My wife looks better even in the paper gown. She is on a bed, on pain killers, watching reruns of “The Apprentice” with the volume all the way up to cancel out the warblings of the stroke victim. My daughter’s eyes widen each time he shouts. My wife says her diagnosis is suspicion of appendicitis.
“Suspicion?” I ask.
“Take the baby home,” she says. “They’ll schedule me for surgery and you can pick me up later.”
Halfway through another rerun, a nurse pops in and says the surgeon wants to talk.
“I’ll make you a deal,” I say, my inner-Donald Trump rearing. “I’ll put her to bed after we talk to the surgeon.”
By the time The Donald has fired his third tearful contestant, another nurse arrives and wheels my wife out of the ER and into a somber white hallway. When I catch up to them both, my wife already has a surgical cap on her head. Finally, I ask the nurse the question my wife is too shocked to ask.
“When will you be scheduling the surgery?”
“They didn’t wake all of us up to schedule, honey,” the nurse says. She points up ahead to a dimly lit room full of hospital beds. “There’s the surgeon now.”
He looks like a Roman consul, except instead of a toga, he wears lime green scrubs. He stares only at my wife, probes her side. “We’re going to pump your stomach full of gas, insert three holes in your tummy, put our instruments inside and take out the appendix. It shouldn’t take any more than twenty-five minutes.”
He says the word “laparoscopy,” but I picture one of those inept mechanical claws in a pizzeria arcade game lowering into my wife’s abdomen, blindly snatching at viscera. It’s nearly midnight. My daughter is four hours past her bedtime, but now the fluorescent lights are gleaming and the surgery ward has come to life. Two older nurses are prepping the recovery suite. They pull hot blankets out of an oven, tell me to take one and lay the baby on an empty bed, but she’s too busy watching.
The anesthesiologist, a chipper Asian man, has a rolled up magazine in his back pocket. I read for a living, but not while a team of men and women near me remove organs. There is a calm familiarity to the magazine though that tells me this is routine, that I shouldn’t worry. He attaches a hinged pulse-oxygen meter to my wife’s index finger. My mind settles into the cadence of her bleeping heart.
I know the word “appendix” in a different context. It’s the chapter at the end of a book. It’s the place where the author sticks minutiae. The arcane tidbits that wouldn’t fit anywhere else. Lines of prose beyond the normal.
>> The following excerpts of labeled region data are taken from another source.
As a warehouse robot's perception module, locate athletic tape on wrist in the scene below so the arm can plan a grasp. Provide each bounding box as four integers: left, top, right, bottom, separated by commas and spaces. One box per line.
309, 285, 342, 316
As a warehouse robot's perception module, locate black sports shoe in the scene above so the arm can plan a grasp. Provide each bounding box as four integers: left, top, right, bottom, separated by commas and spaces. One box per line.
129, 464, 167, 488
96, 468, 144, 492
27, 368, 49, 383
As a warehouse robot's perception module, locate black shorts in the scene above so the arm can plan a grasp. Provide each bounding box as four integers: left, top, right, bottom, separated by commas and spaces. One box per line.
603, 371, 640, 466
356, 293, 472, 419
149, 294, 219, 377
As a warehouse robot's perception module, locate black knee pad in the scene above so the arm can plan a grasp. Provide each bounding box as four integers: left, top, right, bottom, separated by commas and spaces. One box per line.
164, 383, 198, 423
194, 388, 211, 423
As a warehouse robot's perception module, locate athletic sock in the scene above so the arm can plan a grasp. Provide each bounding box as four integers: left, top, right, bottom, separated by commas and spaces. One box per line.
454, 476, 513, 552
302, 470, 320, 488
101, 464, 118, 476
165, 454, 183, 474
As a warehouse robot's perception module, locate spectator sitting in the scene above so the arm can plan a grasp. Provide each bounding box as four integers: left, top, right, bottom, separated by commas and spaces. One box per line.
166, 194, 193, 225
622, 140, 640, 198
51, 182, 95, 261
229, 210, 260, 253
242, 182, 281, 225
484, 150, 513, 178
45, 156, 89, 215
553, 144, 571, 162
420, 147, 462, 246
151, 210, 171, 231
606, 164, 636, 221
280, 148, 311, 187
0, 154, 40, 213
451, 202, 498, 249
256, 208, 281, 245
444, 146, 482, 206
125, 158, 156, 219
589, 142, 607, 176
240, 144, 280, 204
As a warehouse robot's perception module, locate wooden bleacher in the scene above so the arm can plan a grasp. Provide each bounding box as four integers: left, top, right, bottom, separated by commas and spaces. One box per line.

“It’s time,” the nurse says.
“Do you have any dental work that might fall out and choke you?” the anesthesiologist asks my wife as they wheel her away.
I tell her I love her. I hold our daughter up for one to see the other. For the first time that night, my daughter cries hard, arms flailing, legs drop-kicking air with abandon. Eventually, she will settle into the warm blanket on the bed and my wife will recover well, too. But right then, I let my daughter wail and declare the emergency I am too afraid to admit.